For some, if not most, the emotional impact of that can be huge, most closely related perhaps to loss or grief. The past can take on a melancholic haze, where people, places and events are suddenly seen through the lens of struggle and sadness, while their future can feel exciting yet uncertain.
Although the brain's chemistry will hopefully change for the better, it doesn't change someone's past experiences. It's common for clients to battle the possibilities of the future with the habits of thoughts past – a need for certainty and immediacy to an unknown future in response to “What or who am I going to be?” a common source of discussion. Anger – at caregivers, injustice – is common, also. Sadness. Dilution of powerful responses with “They didn't even know about it then” or “They did their best” near-universal. All of them valid responses, but old tools for a new job.
The puzzle
The jigsaw puzzle of ADHD treatment isn't complete with medication alone – more, you've completed the border. My clients' broadly positive (although not without difficulty) medication experiences can give rise to magical “I'm-sorted-now” thinking, sometimes bringing an abrupt and premature end to our therapeutic work.

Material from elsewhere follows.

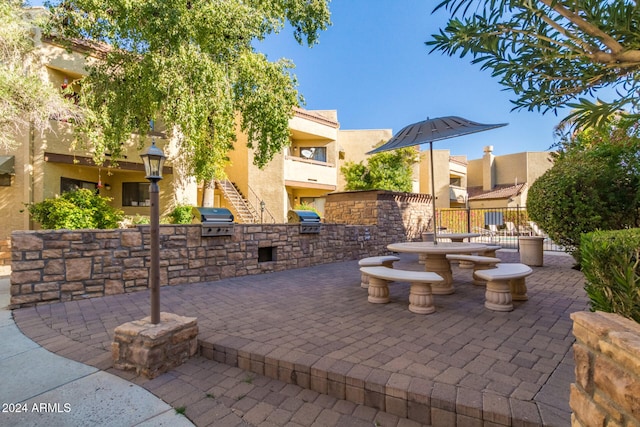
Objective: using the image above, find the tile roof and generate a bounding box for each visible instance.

And while medication can (and certainly was for me) be transformative, it's not in of itself a 'fix' any more than the aforementioned glasses fix someone's eyesight or our jigsaw boxes picture makes its construction somehow straightforward. ADHD medication doesn't erase the condition – it simply helps level the brain's playing field.

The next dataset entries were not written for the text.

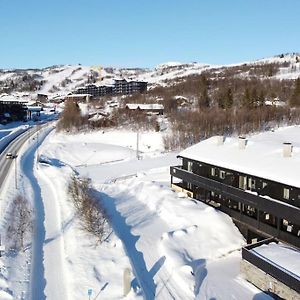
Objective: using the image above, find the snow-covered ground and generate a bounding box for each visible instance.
[0,123,269,300]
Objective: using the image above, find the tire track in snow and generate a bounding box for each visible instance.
[20,128,53,300]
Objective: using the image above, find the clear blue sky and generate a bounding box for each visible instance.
[0,0,300,68]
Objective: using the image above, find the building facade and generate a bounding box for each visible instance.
[76,79,147,97]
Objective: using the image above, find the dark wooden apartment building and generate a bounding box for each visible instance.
[170,132,300,248]
[0,100,27,123]
[76,79,147,97]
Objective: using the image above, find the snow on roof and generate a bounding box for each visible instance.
[126,103,164,110]
[179,126,300,188]
[250,243,300,280]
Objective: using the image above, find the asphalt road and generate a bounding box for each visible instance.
[0,128,36,190]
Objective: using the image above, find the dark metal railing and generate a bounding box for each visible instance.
[242,238,300,293]
[170,167,300,224]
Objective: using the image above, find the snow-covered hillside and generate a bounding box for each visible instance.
[0,123,270,300]
[0,53,300,97]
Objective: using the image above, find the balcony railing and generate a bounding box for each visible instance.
[170,166,300,224]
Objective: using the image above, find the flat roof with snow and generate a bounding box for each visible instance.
[250,243,300,280]
[179,126,300,188]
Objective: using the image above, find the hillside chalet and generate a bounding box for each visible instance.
[170,126,300,299]
[76,79,147,97]
[125,103,164,115]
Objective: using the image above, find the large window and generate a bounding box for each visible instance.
[239,175,247,190]
[220,170,226,179]
[210,167,216,176]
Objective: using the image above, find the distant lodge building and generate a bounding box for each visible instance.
[76,79,147,97]
[125,103,164,115]
[170,131,300,299]
[0,100,43,123]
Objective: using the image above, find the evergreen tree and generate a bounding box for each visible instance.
[242,88,253,108]
[198,74,210,108]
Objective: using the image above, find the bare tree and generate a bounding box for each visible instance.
[68,176,108,243]
[7,195,32,250]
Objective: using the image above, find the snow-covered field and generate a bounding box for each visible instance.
[0,123,269,300]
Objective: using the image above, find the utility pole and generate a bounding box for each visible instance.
[136,130,140,160]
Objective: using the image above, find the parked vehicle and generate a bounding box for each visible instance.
[5,152,16,159]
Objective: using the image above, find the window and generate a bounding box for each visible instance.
[263,181,267,188]
[283,188,290,200]
[239,176,247,190]
[210,168,216,176]
[220,170,226,179]
[248,177,255,190]
[282,219,289,226]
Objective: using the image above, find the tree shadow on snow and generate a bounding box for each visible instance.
[96,191,166,300]
[189,258,207,296]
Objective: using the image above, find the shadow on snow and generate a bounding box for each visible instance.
[98,192,166,300]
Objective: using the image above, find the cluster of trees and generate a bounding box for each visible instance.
[164,107,300,150]
[56,100,87,132]
[68,176,109,243]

It's imperative for those in the process of adult ADHD diagnosis (medicated or not) to manage the condition with a holistic approach – a fully-functioning system of diet and exercise, psychoeducational, and therapeutic or emotional support are all crucial cogs in the new machine.
Like assembling a jigsaw, the journey to the right kind of medication can be long and frustrating. The medication titration process is a carefully managed construction of our pieces, not a single-sitting solution and typically involves starting with a low dose of “See how you get on with this one” medication, gradually increasing, decreasing and tweaking under the supervision of a psychiatrist.

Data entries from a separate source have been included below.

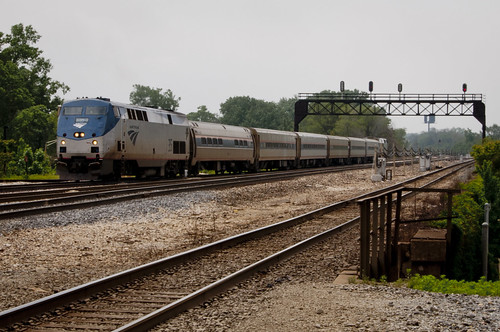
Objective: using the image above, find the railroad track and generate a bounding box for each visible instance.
[0,163,472,331]
[0,165,378,220]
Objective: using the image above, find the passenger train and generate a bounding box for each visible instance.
[57,98,385,179]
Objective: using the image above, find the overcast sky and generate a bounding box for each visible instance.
[0,0,500,132]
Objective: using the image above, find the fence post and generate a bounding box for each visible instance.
[359,199,370,278]
[481,203,491,279]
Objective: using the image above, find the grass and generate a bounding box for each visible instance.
[407,274,500,296]
[349,274,500,296]
[0,174,59,181]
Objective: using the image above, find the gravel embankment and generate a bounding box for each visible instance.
[0,166,500,331]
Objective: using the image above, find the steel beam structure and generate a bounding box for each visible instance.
[294,93,486,138]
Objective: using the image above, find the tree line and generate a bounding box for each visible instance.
[0,24,500,175]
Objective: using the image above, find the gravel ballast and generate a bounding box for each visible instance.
[0,166,500,331]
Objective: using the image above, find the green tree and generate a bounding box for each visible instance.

Like so many steps along the ADHD-ers journey, it requires qualities and characteristics which are of themselves characteristic in their absence in the person's emotional language; listening to and communicating the body and mind's responses, of patience, and of acceptance that even the right medication won't complete the entirety of the puzzle. Side effects – can include loss of appetite, sleeplessness, a feeling of overstimulation – should be noted, monitored and managed.
It's not uncommon for interpersonal relationships to take on new dynamics or to change.
The process of medicating ADHD is as complex as the journey to and through it; complex, partly (and inexplicably) left to chance, and a process which contains in-of-themselves complicated, nuanced emotional steps along the way. A little like working with addiction where treatment can hinge on the metronome of the sober mind, if the individual can get past their misconceptions or internal barriers about 'the pills', medication can similarly act as an anchor in the choppy seas of unpacking a new life; a sober captain for a familiar vessel.
This, too, is my job; their optician, helping the person now able to see the world in more than just two-dimensional blobs, but instead with their glasses on and in crystal-clear three dimensions.
Successfully done, what was once the ADHD-ers ceiling can become their floor; solid ground from which to build an exciting new future where their long-held sense of internal capability can be given its best hope of congruence with their lived experience.